I'm a Research Fellow at the Flatiron Institute, in the Center for Computational Mathematics. Previously, I did a PhD in the machine learning department at Carnegie Mellon, co-advised by Zico Kolter and Ameet Talwalkar.
My research aims to connect theory and practice in deep learning. The ultimate goal is to turn deep learning from a kind of alchemy into a mature engineering discipline.

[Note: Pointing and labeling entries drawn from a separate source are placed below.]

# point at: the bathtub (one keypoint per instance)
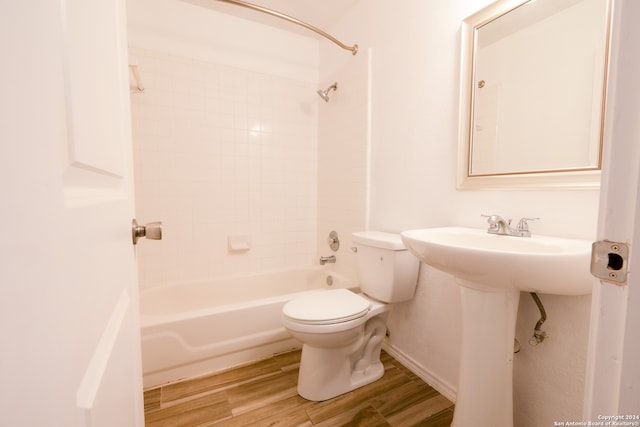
(198, 328)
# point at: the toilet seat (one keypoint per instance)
(326, 307)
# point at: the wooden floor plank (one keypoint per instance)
(264, 394)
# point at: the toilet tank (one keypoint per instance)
(386, 270)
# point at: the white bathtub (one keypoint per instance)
(193, 329)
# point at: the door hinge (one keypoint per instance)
(609, 261)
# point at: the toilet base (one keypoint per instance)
(329, 372)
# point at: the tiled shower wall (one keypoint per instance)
(222, 152)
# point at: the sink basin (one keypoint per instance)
(494, 262)
(492, 270)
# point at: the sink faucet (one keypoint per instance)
(499, 225)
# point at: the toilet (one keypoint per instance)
(341, 331)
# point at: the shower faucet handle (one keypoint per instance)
(522, 229)
(152, 231)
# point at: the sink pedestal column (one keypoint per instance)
(485, 384)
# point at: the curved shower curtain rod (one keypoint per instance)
(353, 49)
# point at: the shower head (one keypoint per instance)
(324, 94)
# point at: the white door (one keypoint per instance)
(68, 298)
(613, 372)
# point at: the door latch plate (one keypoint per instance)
(609, 261)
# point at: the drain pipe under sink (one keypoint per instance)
(538, 334)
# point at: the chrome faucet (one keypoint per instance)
(327, 259)
(499, 225)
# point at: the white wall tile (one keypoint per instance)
(213, 159)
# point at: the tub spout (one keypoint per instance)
(327, 259)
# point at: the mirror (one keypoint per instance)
(533, 93)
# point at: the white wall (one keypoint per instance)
(225, 142)
(415, 70)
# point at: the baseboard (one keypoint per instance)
(435, 381)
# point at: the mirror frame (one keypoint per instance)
(588, 178)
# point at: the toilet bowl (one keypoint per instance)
(342, 332)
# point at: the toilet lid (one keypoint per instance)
(326, 307)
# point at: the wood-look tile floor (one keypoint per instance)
(264, 394)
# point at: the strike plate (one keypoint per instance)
(609, 261)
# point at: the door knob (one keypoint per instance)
(152, 230)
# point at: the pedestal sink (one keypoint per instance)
(492, 270)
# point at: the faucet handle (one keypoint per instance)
(494, 220)
(523, 226)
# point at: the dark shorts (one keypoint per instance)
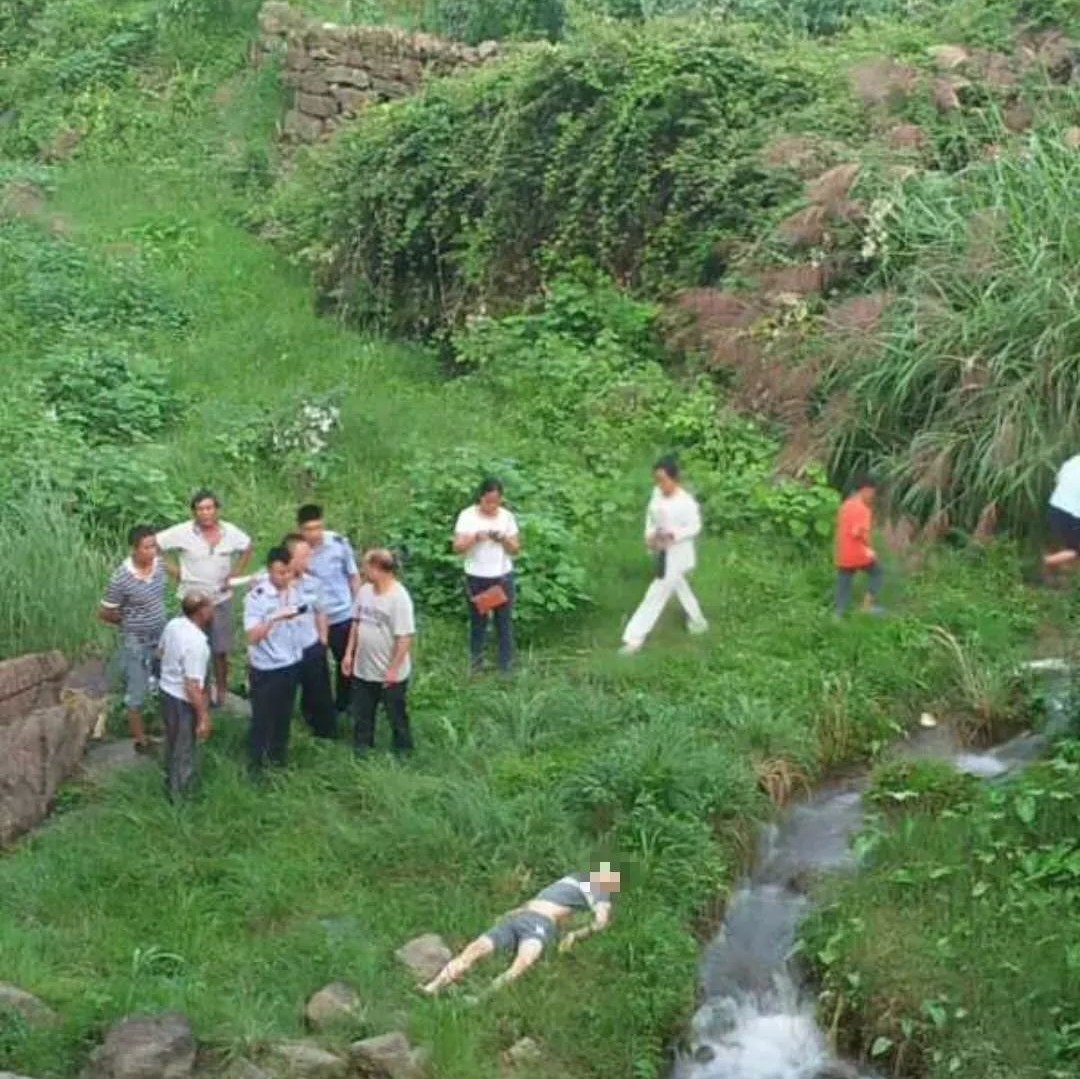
(522, 926)
(138, 663)
(1065, 527)
(220, 629)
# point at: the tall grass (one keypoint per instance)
(974, 396)
(54, 580)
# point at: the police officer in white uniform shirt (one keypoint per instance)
(274, 624)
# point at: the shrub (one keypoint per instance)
(106, 398)
(637, 150)
(51, 286)
(298, 440)
(926, 786)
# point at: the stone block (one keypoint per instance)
(38, 752)
(341, 76)
(314, 105)
(312, 82)
(387, 89)
(351, 100)
(146, 1047)
(302, 129)
(30, 682)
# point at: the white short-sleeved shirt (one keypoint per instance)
(1066, 496)
(204, 568)
(487, 558)
(381, 619)
(185, 655)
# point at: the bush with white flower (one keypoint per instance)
(299, 439)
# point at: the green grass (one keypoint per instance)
(955, 953)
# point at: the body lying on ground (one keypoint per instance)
(530, 928)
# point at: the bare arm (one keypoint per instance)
(197, 698)
(241, 565)
(402, 646)
(350, 649)
(464, 541)
(527, 955)
(601, 918)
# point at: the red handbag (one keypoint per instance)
(490, 599)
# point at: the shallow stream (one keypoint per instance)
(756, 1020)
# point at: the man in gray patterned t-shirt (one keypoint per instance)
(135, 603)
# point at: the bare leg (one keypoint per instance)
(528, 952)
(460, 963)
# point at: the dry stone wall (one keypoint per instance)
(334, 72)
(43, 732)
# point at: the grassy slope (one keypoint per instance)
(956, 951)
(235, 909)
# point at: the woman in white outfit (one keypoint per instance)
(672, 523)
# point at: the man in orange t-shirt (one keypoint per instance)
(853, 552)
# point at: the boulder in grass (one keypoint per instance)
(387, 1056)
(426, 956)
(297, 1060)
(26, 1005)
(146, 1047)
(521, 1056)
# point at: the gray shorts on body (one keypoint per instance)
(522, 926)
(138, 661)
(220, 629)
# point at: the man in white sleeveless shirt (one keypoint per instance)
(672, 524)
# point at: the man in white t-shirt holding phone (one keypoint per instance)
(486, 535)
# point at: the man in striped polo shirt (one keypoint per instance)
(135, 603)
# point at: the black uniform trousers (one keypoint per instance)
(273, 697)
(316, 700)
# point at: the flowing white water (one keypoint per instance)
(756, 1021)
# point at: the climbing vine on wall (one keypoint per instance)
(638, 151)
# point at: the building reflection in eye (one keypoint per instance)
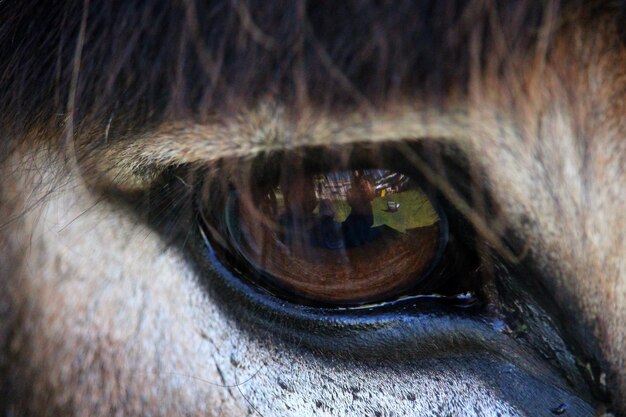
(349, 209)
(339, 237)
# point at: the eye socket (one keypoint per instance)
(327, 230)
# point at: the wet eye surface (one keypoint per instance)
(326, 230)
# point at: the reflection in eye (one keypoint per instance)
(340, 237)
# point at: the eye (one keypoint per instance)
(328, 229)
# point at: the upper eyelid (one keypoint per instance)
(132, 164)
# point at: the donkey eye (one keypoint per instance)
(326, 233)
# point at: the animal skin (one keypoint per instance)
(109, 305)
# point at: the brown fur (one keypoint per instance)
(533, 95)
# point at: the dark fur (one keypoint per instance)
(142, 60)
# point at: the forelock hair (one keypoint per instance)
(143, 60)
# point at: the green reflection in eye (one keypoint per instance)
(394, 205)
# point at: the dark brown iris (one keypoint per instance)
(343, 237)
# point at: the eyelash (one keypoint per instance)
(458, 268)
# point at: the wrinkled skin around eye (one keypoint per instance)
(145, 338)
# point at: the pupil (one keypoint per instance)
(341, 237)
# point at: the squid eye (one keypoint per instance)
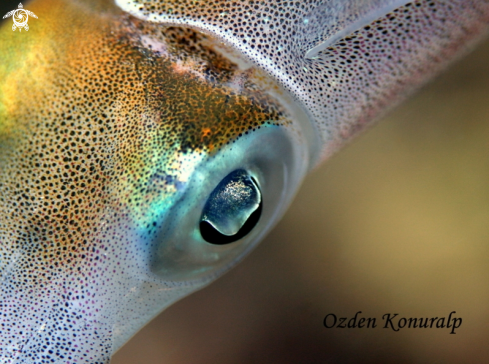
(232, 210)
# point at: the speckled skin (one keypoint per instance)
(114, 128)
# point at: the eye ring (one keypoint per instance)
(232, 210)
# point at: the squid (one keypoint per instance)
(147, 146)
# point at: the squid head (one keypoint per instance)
(147, 146)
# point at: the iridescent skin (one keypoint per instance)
(114, 130)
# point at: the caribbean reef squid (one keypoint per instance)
(146, 146)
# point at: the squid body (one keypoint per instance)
(146, 145)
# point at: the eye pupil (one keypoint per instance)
(232, 210)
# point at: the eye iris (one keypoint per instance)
(232, 210)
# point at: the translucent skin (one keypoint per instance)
(104, 118)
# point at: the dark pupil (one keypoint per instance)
(232, 210)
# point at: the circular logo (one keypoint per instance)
(20, 18)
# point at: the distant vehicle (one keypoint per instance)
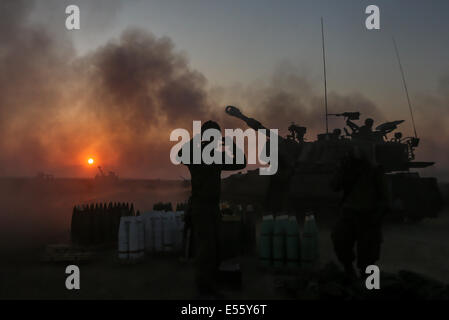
(44, 176)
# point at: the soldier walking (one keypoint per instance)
(204, 201)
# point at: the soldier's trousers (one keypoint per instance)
(206, 222)
(358, 230)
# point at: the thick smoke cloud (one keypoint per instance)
(118, 103)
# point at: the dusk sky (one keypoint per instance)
(238, 46)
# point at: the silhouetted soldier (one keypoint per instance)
(363, 132)
(205, 198)
(362, 208)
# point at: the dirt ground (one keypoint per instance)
(33, 216)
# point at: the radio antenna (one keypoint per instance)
(405, 86)
(325, 75)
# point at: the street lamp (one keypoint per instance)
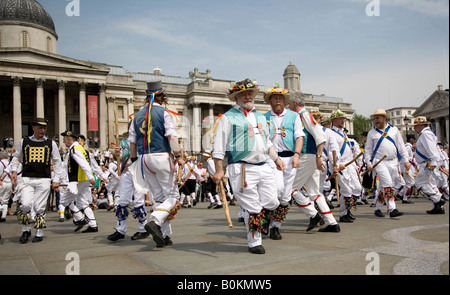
(406, 120)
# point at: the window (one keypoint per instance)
(25, 41)
(49, 44)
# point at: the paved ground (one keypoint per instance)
(416, 243)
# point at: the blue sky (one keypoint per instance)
(395, 59)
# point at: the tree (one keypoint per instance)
(360, 124)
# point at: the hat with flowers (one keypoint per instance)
(241, 86)
(277, 90)
(337, 114)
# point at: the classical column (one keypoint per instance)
(61, 110)
(40, 113)
(130, 106)
(83, 109)
(111, 125)
(196, 111)
(17, 110)
(102, 117)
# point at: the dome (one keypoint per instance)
(28, 13)
(291, 69)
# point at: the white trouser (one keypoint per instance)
(349, 186)
(112, 186)
(34, 193)
(307, 175)
(80, 193)
(126, 198)
(425, 181)
(160, 177)
(5, 194)
(388, 176)
(260, 193)
(284, 180)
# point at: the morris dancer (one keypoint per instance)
(152, 134)
(36, 153)
(308, 172)
(427, 157)
(286, 134)
(242, 135)
(385, 140)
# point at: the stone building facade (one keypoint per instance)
(97, 99)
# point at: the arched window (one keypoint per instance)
(25, 39)
(49, 44)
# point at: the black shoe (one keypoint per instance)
(25, 236)
(155, 230)
(350, 215)
(345, 219)
(275, 234)
(265, 229)
(407, 202)
(37, 239)
(115, 237)
(314, 221)
(79, 224)
(257, 250)
(379, 213)
(332, 228)
(438, 208)
(90, 230)
(140, 236)
(395, 213)
(168, 241)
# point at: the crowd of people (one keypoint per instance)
(265, 163)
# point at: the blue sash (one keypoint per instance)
(383, 136)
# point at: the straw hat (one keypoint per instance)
(380, 112)
(277, 90)
(337, 114)
(421, 121)
(241, 86)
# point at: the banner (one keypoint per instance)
(92, 113)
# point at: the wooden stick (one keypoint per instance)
(223, 196)
(374, 166)
(336, 180)
(117, 140)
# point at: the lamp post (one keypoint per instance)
(406, 120)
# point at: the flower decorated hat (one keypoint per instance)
(241, 86)
(337, 114)
(421, 121)
(277, 90)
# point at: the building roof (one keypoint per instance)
(28, 13)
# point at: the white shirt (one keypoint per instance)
(427, 145)
(277, 139)
(18, 156)
(386, 147)
(169, 126)
(259, 154)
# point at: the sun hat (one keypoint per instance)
(421, 121)
(277, 90)
(380, 112)
(241, 86)
(337, 114)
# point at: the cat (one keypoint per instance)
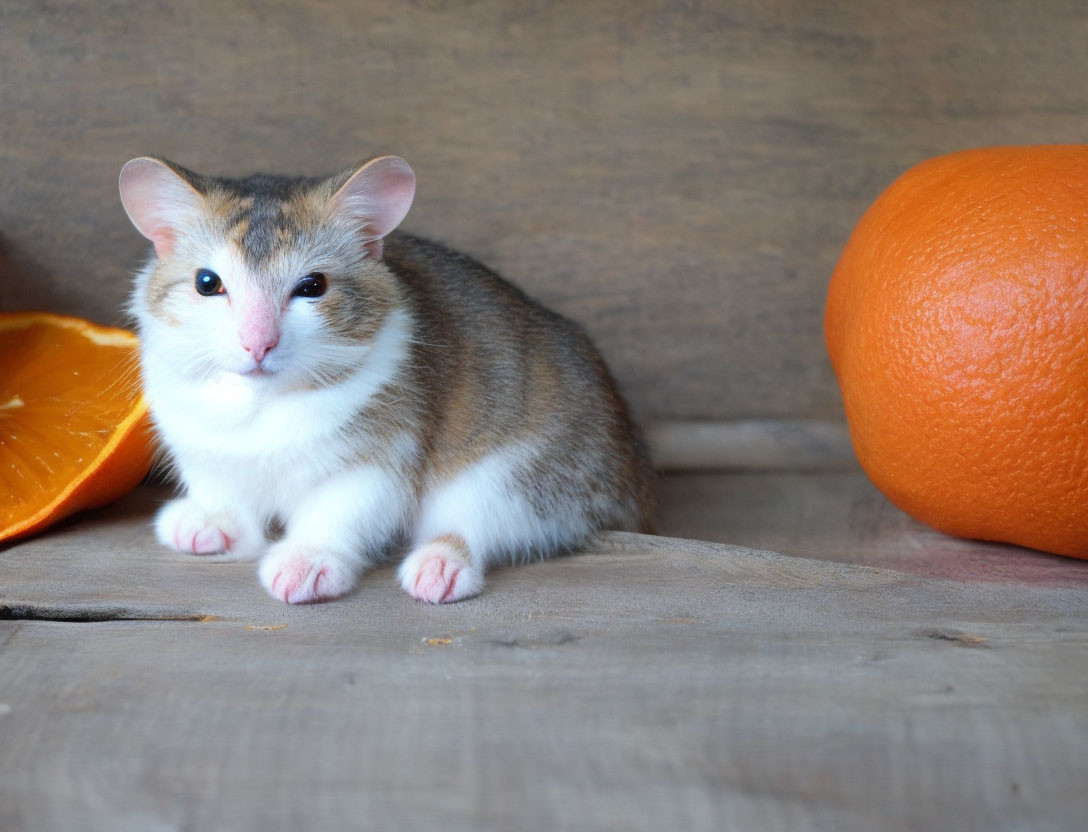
(365, 390)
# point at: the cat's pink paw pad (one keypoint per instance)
(185, 526)
(304, 575)
(440, 573)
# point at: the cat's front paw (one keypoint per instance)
(441, 572)
(184, 525)
(301, 574)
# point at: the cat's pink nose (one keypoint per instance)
(259, 345)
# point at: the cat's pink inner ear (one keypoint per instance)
(157, 200)
(378, 197)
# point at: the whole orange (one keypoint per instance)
(957, 324)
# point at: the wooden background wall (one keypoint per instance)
(678, 176)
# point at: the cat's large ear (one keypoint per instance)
(157, 199)
(376, 197)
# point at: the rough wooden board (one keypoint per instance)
(841, 517)
(648, 683)
(678, 176)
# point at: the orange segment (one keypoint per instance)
(74, 431)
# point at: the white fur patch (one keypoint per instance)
(484, 505)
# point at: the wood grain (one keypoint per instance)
(648, 683)
(680, 177)
(840, 516)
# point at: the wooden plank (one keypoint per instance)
(763, 445)
(648, 683)
(678, 176)
(840, 516)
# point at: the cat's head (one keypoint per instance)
(272, 278)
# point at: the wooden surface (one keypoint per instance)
(839, 516)
(678, 176)
(648, 683)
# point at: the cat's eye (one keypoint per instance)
(312, 285)
(208, 283)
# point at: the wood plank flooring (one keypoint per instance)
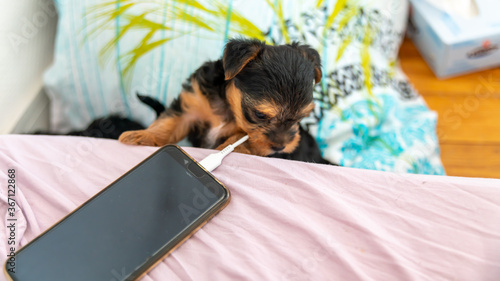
(469, 115)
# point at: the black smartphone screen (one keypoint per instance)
(120, 230)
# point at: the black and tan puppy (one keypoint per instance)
(255, 89)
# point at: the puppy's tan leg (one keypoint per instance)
(176, 122)
(242, 148)
(164, 130)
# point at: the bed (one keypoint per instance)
(287, 220)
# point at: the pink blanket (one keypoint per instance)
(286, 221)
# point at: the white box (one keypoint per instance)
(452, 44)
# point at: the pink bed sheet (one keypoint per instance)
(287, 220)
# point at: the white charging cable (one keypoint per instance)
(212, 161)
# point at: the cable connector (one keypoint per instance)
(212, 161)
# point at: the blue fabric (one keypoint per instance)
(367, 115)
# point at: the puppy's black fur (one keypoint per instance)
(255, 89)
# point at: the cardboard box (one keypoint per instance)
(452, 44)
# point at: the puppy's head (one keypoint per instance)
(270, 91)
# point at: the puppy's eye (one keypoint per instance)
(259, 115)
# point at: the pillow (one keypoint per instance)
(367, 114)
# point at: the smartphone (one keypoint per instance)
(129, 226)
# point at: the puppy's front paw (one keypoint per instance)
(139, 137)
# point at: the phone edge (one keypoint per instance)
(222, 205)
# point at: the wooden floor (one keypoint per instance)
(469, 115)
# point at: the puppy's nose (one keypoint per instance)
(278, 148)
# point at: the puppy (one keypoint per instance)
(255, 89)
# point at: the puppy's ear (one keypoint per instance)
(237, 54)
(313, 56)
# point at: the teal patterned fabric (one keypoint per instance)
(367, 114)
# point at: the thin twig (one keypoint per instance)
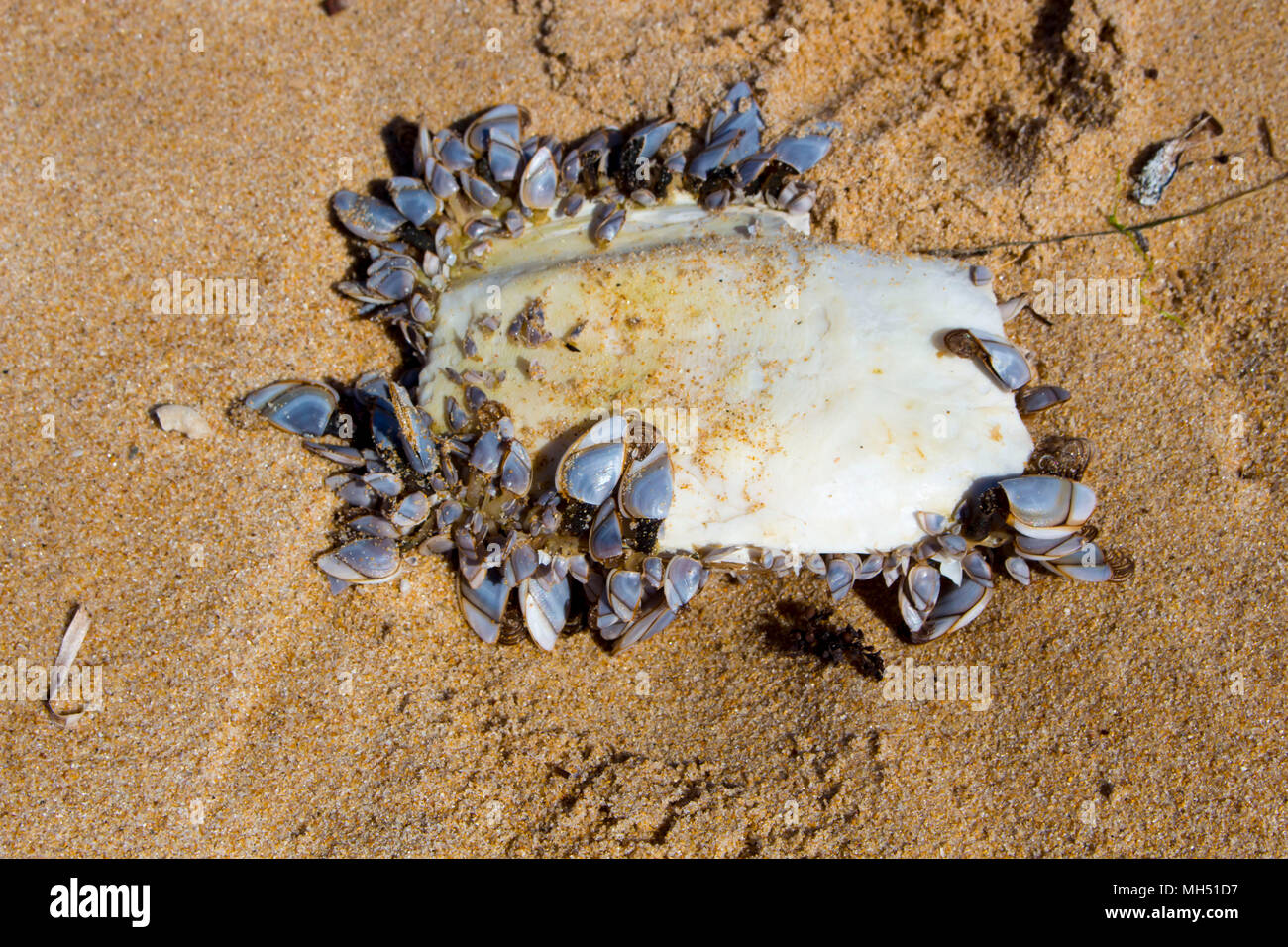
(1125, 228)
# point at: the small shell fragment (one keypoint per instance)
(183, 419)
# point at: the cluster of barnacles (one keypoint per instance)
(488, 183)
(588, 545)
(471, 492)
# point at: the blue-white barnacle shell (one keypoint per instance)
(502, 123)
(502, 159)
(391, 275)
(956, 608)
(366, 217)
(840, 578)
(516, 470)
(297, 407)
(483, 605)
(1039, 398)
(413, 432)
(802, 154)
(362, 561)
(441, 180)
(411, 512)
(478, 189)
(647, 486)
(1004, 361)
(591, 467)
(684, 578)
(545, 609)
(652, 136)
(485, 454)
(625, 590)
(605, 534)
(539, 182)
(655, 620)
(450, 153)
(1047, 506)
(412, 200)
(719, 153)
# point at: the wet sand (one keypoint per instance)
(246, 711)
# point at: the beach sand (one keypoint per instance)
(248, 711)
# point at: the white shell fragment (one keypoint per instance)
(812, 402)
(183, 419)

I am currently studying the dynamics of optimization in deep learning. Neural networks are trained using optimization algorithms, and understanding the behavior of these algorithms will help us understand and improve the training process.
Featured Publications
-
Understanding Optimization in Deep Learning with Central Flows
ICLR 2025
This paper develops a methodology for analyzing the oscillatory dynamics of optimization algorithms in deep learning. The basic idea is to analyze an optimization algorithm by deriving a differential equation called a "central flow" that directly models the time-averaged (i.e. smoothed) trajectory of the optimizer. This differential equation renders explicit what was previously implicit in the optimizer's oscillatory dynamics.
-
Adaptive Gradient Methods at the Edge of Stability
ArXiv 2023
This paper shows that the edge of stability phenomenon extends to adaptive gradient methods such as Adam.
-
Gradient Descent on Neural Networks Typically Occurs at the Edge of Stability
ICLR 2021
This paper demonstrates that full-batch gradient descent on neural network training objectives typically operates in a regime called the Edge of Stability. In this regime, the leading eigenvalue of the training loss Hessian hovers just above the value 2 / (step size), and the training loss behaves non-monotonically over short timescales, yet consistently decreases over long timescales. Since this behavior is inconsistent with several widespread presumptions in the field of optimization, our findings raise questions as to whether these presumptions are relevant to neural network training.
-
Certified Adversarial Robustness via Randomized Smoothing
ICML 2019
Extending recent work, we show how to turn any classifier that classifies well under Gaussian noise into a new classifier that is provably robust to perturbations in L2 norm. This method is the only provable adversarial defense that scales to ImageNet. It also outperforms all other provable L2 adversarial defenses on CIFAR-10 by a wide margin. Best of all, the method is extremely simple to implement and to understand.